Reid AM, McNamara JP, Murphy TK, Guzick AG, Storch EA, Geffken GR, Bussing R. J. Psychiatr. Res. 2015; 71: 140-147.

Affiliation

Department of Psychiatry, University of Florida, PO Box 100256 1149 Newell Dr., L4-100, Gainesville, FL 32611, USA. Electronic address: rbussing@ufl.edu.

Copyright

(Copyright © 2015, Elsevier Publishing)

DOI

10.1016/j.jpsychires.2015.10.006

PMID

26495770

Abstract

OBJECTIVE: Activation Syndrome (AS) is a side-effect of antidepressants consisting of irritability, mania, self-harm, akathisia, and disinhibition. The current study was conducted to analyze how AS may hinder treatment outcome for multimodal treatment for children and adolescents with Obsessive-Compulsive Disorder.
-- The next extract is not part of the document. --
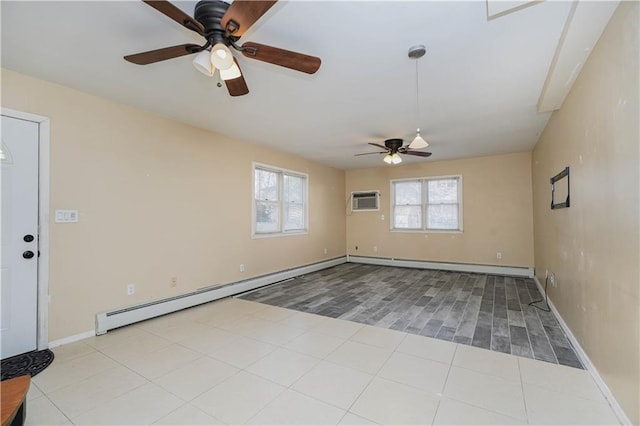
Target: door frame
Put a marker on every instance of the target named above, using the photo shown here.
(43, 220)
METHODS: Fifty-six children or adolescents were recruited at two treatment sites in a double-blind randomized-controlled trial where participants received Cognitive-Behavioral Therapy and were randomized to slow titration of sertraline, regular titration of sertraline or placebo.

RESULTS: Using a recently developed measure of AS, results suggested that higher average levels of irritability, akathisia, and disinhibition significantly interfered with treatment response and explained 18% of the variance in obsessive-compulsive symptoms during treatment. Interestingly, only session-to-session increases in irritability resulted in a session-to-session increase in obsessive-compulsive symptoms. The observed results were unchanged with the addition of SSRI dosage as a covariate.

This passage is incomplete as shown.